We returned through Bavaria and Franconia. Unencumbered by driving as I was, I could enjoy my first beer not long after breakfast whilst my increasingly frustrated brother pushed us on to the next location. At Regensburg – sitting in a beer garden by the Danube, we ate vegetables after a week without, in the Czech Republic and slowly regained our….. composure – and smoked sausages washed down with Thurn und Taxis beers.  Compared with the Czech pilsners we had been drinking, the German lagered beers were straighter, less rounded perhaps, more austere yet equally compelling.  Then Bamberg.  Beautiful Bamberg, with medieval architecture more enchanting than anything Disney could conjure up. We visited the Spezial Brewery where we drank the smoked beers on draught in wood lined rooms with elderly Franconians playing dominoes and card game whilst eating Dampfnudeln.
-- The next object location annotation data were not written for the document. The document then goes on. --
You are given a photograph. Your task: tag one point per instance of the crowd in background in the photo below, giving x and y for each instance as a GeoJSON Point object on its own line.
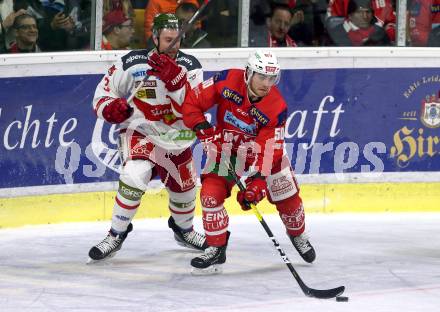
{"type": "Point", "coordinates": [65, 25]}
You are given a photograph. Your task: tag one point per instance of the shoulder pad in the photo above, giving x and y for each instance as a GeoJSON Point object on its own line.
{"type": "Point", "coordinates": [188, 61]}
{"type": "Point", "coordinates": [282, 117]}
{"type": "Point", "coordinates": [133, 58]}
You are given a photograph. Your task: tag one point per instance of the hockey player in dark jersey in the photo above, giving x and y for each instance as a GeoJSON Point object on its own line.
{"type": "Point", "coordinates": [154, 112]}
{"type": "Point", "coordinates": [248, 134]}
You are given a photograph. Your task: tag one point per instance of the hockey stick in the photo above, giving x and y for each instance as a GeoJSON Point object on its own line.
{"type": "Point", "coordinates": [310, 292]}
{"type": "Point", "coordinates": [179, 36]}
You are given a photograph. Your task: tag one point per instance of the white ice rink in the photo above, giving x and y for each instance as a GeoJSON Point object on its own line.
{"type": "Point", "coordinates": [387, 263]}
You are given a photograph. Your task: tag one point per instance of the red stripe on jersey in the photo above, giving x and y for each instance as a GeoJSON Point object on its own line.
{"type": "Point", "coordinates": [181, 212]}
{"type": "Point", "coordinates": [126, 206]}
{"type": "Point", "coordinates": [153, 112]}
{"type": "Point", "coordinates": [101, 101]}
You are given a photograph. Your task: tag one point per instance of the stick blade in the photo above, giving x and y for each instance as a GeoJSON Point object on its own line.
{"type": "Point", "coordinates": [324, 293]}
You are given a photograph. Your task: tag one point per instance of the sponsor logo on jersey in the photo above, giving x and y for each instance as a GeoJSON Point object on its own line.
{"type": "Point", "coordinates": [139, 73]}
{"type": "Point", "coordinates": [270, 69]}
{"type": "Point", "coordinates": [130, 193]}
{"type": "Point", "coordinates": [259, 116]}
{"type": "Point", "coordinates": [137, 57]}
{"type": "Point", "coordinates": [185, 60]}
{"type": "Point", "coordinates": [232, 96]}
{"type": "Point", "coordinates": [209, 201]}
{"type": "Point", "coordinates": [240, 124]}
{"type": "Point", "coordinates": [221, 75]}
{"type": "Point", "coordinates": [146, 94]}
{"type": "Point", "coordinates": [281, 186]}
{"type": "Point", "coordinates": [208, 83]}
{"type": "Point", "coordinates": [146, 84]}
{"type": "Point", "coordinates": [111, 70]}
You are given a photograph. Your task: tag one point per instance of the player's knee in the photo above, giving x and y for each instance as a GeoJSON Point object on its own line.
{"type": "Point", "coordinates": [182, 201]}
{"type": "Point", "coordinates": [136, 174]}
{"type": "Point", "coordinates": [213, 193]}
{"type": "Point", "coordinates": [289, 205]}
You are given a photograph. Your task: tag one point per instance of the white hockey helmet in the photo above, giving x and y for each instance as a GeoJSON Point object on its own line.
{"type": "Point", "coordinates": [265, 63]}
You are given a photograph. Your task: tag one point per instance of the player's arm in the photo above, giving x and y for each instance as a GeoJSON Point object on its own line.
{"type": "Point", "coordinates": [197, 102]}
{"type": "Point", "coordinates": [109, 101]}
{"type": "Point", "coordinates": [194, 76]}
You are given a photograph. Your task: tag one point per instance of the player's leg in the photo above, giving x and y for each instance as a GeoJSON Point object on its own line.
{"type": "Point", "coordinates": [134, 177]}
{"type": "Point", "coordinates": [214, 191]}
{"type": "Point", "coordinates": [284, 194]}
{"type": "Point", "coordinates": [182, 198]}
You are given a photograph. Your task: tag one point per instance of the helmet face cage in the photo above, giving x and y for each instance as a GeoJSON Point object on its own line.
{"type": "Point", "coordinates": [164, 21]}
{"type": "Point", "coordinates": [264, 63]}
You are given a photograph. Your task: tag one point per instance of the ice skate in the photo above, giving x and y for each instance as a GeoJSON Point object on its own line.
{"type": "Point", "coordinates": [108, 247]}
{"type": "Point", "coordinates": [210, 262]}
{"type": "Point", "coordinates": [303, 246]}
{"type": "Point", "coordinates": [191, 239]}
These smoked beers blow your senses, with flavours ranging from spicy salami sausage, caramel and wood smoke yet with a surprising lightness of body and gently malty sweetness that makes them intriguing and moreish.  And in most cases, these are lagered beers – either a dunkel (dark) or Märzen (March) beer (there are also some top fermenting smoked beers).  You couldn’t get much further from the typical perception of lager if you were given free National Express tickets with every glass.  Finally  Würzburg, where we stopped to drink Franconian wine, but found delicious beers from the independent Würzburger Hofbrau Brauerei  – in Bavaria, arguably nothing out of the ordinary, but as  we drank these beers with a meal of smoked eel, onions and potatoes in a rather posh restaurant underneath the Rathaus – I realised that my eyes had been opened, and my opinions altered, forever.


*Some facts within this post may have skewed with time.  I think we were on the maroon passports by then.